Bab Dua Puluh Enam: Memperkuat Cahaya Kilat
Kehidupan di menara tinggi berjalan mengikuti terbit dan terbenamnya matahari, bangun saat siang dan beristirahat di malam hari. Sejujurnya, kehidupan seperti ini sangat membosankan dan monoton. Karena itu, setiap kejadian yang sedikit berbeda saja dapat langsung menarik perhatian para magang. Terlebih lagi, diadakan untuk pertama kalinya dalam sejarah puluhan tahun Menara, kejuaraan duel sihir para magang benar-benar seperti bom yang meledakkan ketenangan hidup mereka.

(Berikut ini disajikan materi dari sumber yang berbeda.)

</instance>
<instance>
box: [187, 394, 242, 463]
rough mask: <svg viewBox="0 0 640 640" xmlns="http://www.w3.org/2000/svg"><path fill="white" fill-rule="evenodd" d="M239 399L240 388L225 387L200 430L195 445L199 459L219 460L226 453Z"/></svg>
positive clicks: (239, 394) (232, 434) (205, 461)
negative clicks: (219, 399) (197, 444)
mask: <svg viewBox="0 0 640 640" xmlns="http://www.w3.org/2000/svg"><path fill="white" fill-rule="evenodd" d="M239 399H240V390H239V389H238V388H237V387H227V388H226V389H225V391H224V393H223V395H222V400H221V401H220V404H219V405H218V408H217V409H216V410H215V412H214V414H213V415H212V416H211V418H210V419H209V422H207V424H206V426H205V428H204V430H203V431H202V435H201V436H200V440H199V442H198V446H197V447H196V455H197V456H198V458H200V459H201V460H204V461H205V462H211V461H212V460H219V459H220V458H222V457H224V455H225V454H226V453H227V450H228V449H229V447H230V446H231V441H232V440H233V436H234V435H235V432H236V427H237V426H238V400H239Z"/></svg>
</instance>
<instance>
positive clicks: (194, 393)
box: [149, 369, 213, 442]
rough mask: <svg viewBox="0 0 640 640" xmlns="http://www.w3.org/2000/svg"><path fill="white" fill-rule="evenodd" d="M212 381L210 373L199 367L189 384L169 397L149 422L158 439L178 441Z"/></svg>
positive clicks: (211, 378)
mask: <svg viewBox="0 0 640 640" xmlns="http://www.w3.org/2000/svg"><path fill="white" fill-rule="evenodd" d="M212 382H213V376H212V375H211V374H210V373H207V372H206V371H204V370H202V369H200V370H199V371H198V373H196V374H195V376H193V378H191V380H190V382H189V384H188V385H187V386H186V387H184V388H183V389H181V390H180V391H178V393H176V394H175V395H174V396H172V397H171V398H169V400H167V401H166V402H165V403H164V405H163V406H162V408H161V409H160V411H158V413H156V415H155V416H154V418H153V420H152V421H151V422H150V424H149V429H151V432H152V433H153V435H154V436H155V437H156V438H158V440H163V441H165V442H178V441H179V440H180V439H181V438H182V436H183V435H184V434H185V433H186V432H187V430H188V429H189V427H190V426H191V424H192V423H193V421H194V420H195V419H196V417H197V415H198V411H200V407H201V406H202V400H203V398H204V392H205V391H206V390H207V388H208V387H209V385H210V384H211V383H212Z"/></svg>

Seusai tiga pertandingan pada hari pertama, baik di perpustakaan, ruang kelas, maupun asrama magang, di mana-mana terdengar diskusi hangat tentang segala hal yang menyangkut pertandingan ini.
Duel para magang sihir tingkat lanjut membuka sebuah pintu baru bagi para magang biasa. Mereka baru menyadari bahwa ternyata mantra nol lingkaran bukan hanya ada tiga belas, bahkan meski menggunakan mantra yang sama, hasilnya bisa sangat berbeda tergantung siapa yang melakukannya...
Selain itu, para magang tingkat tinggi yang sebelumnya misterius satu per satu tampil menunjukkan keunggulan mereka. Para pemenang dari tiga pertandingan kemarin langsung mendapat banyak penggemar baru, sementara yang kalah pun tetap menerima banyak simpati dan dukungan.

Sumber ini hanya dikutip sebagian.